2. Collect 12 weeks of baseline traffic.
3. Set thresholds at observed 99.9th percentile of legitimate traffic + headroom.
4. Flip Tier A enforcement first (highest confidence, lowest false-positive risk).
5. Flip B, C, D over 2 weeks.
6. Tune Tier F thresholds against the baseline; flip Suspect first, then Abusive.
## Acceptance criteria
- Synthetic abuse test (5 Mbps random bytes declared as Opus 24 k) closed within 1 s.
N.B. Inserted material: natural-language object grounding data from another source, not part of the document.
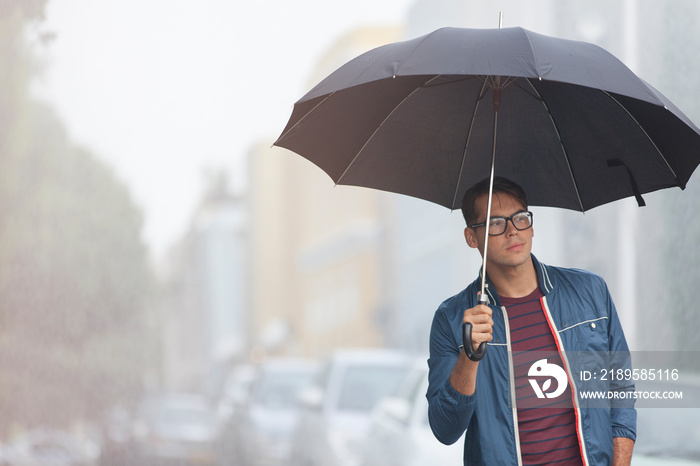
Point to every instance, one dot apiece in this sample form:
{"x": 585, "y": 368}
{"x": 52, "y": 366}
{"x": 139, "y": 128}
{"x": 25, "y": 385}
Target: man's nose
{"x": 510, "y": 227}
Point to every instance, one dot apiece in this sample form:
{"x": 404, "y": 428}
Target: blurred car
{"x": 50, "y": 448}
{"x": 176, "y": 429}
{"x": 272, "y": 413}
{"x": 336, "y": 412}
{"x": 668, "y": 436}
{"x": 230, "y": 414}
{"x": 400, "y": 434}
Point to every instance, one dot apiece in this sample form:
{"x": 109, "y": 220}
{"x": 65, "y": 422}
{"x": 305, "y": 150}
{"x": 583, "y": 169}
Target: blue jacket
{"x": 582, "y": 316}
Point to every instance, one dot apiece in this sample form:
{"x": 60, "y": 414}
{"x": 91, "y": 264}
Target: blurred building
{"x": 205, "y": 314}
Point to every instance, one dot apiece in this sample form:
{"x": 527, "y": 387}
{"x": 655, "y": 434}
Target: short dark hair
{"x": 500, "y": 185}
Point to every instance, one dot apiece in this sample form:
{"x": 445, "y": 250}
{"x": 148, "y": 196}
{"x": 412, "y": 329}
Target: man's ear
{"x": 470, "y": 236}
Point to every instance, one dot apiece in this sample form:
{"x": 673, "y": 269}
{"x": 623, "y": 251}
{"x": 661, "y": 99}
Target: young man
{"x": 538, "y": 320}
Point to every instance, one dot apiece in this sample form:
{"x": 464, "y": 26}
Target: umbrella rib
{"x": 658, "y": 151}
{"x": 307, "y": 114}
{"x": 466, "y": 144}
{"x": 382, "y": 124}
{"x": 561, "y": 144}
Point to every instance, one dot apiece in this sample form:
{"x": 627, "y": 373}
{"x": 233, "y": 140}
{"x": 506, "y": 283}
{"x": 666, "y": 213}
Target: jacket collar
{"x": 543, "y": 278}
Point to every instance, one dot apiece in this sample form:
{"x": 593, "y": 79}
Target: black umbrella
{"x": 429, "y": 117}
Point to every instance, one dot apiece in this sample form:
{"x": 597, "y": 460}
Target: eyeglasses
{"x": 498, "y": 225}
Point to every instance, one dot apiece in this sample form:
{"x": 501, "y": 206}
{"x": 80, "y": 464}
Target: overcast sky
{"x": 162, "y": 89}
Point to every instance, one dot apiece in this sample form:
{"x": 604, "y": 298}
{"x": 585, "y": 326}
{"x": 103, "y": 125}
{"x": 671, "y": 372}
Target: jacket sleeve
{"x": 449, "y": 411}
{"x": 623, "y": 414}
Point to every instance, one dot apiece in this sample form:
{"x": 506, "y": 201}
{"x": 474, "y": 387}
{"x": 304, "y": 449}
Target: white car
{"x": 336, "y": 414}
{"x": 400, "y": 434}
{"x": 271, "y": 416}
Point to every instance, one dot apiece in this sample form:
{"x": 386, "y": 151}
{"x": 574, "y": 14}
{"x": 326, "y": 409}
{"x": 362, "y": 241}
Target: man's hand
{"x": 463, "y": 377}
{"x": 482, "y": 324}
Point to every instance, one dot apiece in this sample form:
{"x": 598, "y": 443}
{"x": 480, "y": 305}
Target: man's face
{"x": 510, "y": 249}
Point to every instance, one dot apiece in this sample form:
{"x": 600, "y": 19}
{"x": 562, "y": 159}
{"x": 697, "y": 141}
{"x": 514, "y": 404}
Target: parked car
{"x": 176, "y": 428}
{"x": 272, "y": 413}
{"x": 50, "y": 448}
{"x": 336, "y": 411}
{"x": 400, "y": 434}
{"x": 668, "y": 435}
{"x": 231, "y": 414}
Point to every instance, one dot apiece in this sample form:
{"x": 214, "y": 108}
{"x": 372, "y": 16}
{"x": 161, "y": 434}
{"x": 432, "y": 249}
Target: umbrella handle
{"x": 468, "y": 346}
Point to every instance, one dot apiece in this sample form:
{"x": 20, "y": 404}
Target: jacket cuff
{"x": 624, "y": 432}
{"x": 457, "y": 398}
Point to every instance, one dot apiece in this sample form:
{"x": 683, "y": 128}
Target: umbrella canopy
{"x": 576, "y": 128}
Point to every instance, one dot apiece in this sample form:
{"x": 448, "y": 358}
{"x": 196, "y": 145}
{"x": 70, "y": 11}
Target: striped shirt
{"x": 547, "y": 426}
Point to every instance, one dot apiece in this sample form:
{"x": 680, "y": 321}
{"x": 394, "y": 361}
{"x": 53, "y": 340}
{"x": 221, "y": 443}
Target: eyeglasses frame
{"x": 532, "y": 222}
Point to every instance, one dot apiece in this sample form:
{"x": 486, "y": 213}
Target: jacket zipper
{"x": 512, "y": 388}
{"x": 574, "y": 391}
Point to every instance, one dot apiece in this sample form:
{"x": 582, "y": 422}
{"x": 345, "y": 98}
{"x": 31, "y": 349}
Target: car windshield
{"x": 363, "y": 386}
{"x": 281, "y": 390}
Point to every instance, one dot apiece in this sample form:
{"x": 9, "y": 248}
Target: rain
{"x": 173, "y": 287}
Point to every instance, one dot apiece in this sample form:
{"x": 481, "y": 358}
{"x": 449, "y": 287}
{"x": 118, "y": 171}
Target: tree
{"x": 74, "y": 275}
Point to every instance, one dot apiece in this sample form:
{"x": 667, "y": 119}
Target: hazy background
{"x": 151, "y": 239}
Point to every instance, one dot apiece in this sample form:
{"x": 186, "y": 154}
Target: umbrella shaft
{"x": 496, "y": 108}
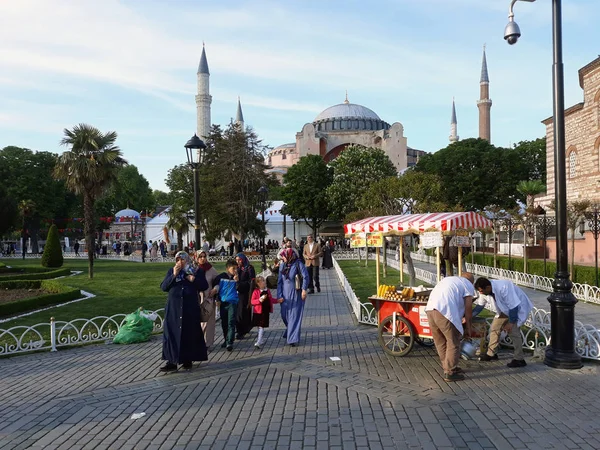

- Synthetic abuse test (audio-rate small packets with stuffed payload) closed within 5 s by Tier D.
- Synthetic abuse test (audio-rate, audio-sized, but no silence and CoV=2.0 IAT) flagged Suspect within 60 s.
- Real-call false-positive rate < 0.1 % over a week of production baseline.
- All verdict transitions emit Prometheus counters.
## Risks
- **False positives on edge cases** (long lectures with little silence, ambient-music calls). Mitigation: Tier F floor at Suspect for 30 s minimum; manual review channel for repeat-flagged authed users.
- **Threshold drift** as codecs evolve. Mitigation: ceilings are math-derived from codec table; updated when codec table updates.
- **Federated abuse moving between relays.** Mitigation: Tier G optional gossip (post-Wave 5).
## Effort
- Tier A + B + C: 1.5 d (T2.4 + T2.5)
- Tier D: 0.5 d (T3.6)
- Tier E: 1.5 d (T3.5)
- Tier F audio: 3 d (T5.7)
- Tier F video: 3 d (T6.2)
- Tier G: 1 d (T5.8)
Total: ~10 engineer-days, spread across Waves 26.